Amy loves her hands. Next to her mind, maybe it's the next best thing she loves about herself. They're hands that have endured endless hours of training to handle delicate things. They're fragile, but also strong and nimble. The surgical gloves may not have guaranteed blemish-free skin, but the healed cuts and wounds were obvious reminders of her battle scars.

Battle scars - she has many of those, both physical and otherwise. So when she looks at her hands, she can't help but feel a little proud.

Proud as she is, there are only a few things she wanted to touch. While others experience the world by feeling, she'd just often wondered about it. She realized it becomes easy not to reach out when you've been set apart from everyone else for so long.

Also, she learned early on that touch is honest. More than words, more than anything else, touch is the sincerest form of contact. And in the few times that she allowed contact from others, they never ended well.

So where is this overwhelming need to reach out and touch Sheldon coming from?

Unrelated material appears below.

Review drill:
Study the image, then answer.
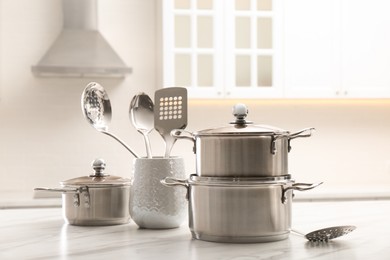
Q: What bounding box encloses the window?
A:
[163,0,282,98]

She tried telling herself to stop.

When his hands are dangling idly on his sides. Stop.

When his cheeks lift when he grins. Stop.

When his lashes flutter from a tender glance. Stop.

This is ridiculous! She'd buried all these feelings long ago. And while she's also subject to occasional urges or yearnings, she'd long trained herself how to deal with the tension.

But every so often, her traitorous, twitching hands would shoot out without her consent. And it's for a reason that she's just recently learned to accept: To touch him is to know him. And she's always been the girl who loved to know, to learn, to discover.

She always thought of herself as logical. He doesn't like touching. So she shouldn't touch him. She should just let it go.

She can't.

It's absurd. It drives her wild sometimes. Five years and she has to resort to so many kinds of manipulations just to initiate physical contact. And she's been running out of excuses just so she can feel his skin.

Her want is so strong sometimes that she aches. She may have crossed the line on multiple occasions. But then she didn't know what hurt moreā€¦ her own denials or the way he steps back and cuts his eyes at her for even trying?

She hopes she can stop. She hopes what's between them is enough.

And it doesn't help that no matter how well she handles the delicate, it could be that her hands aren't the ones meant to hold him.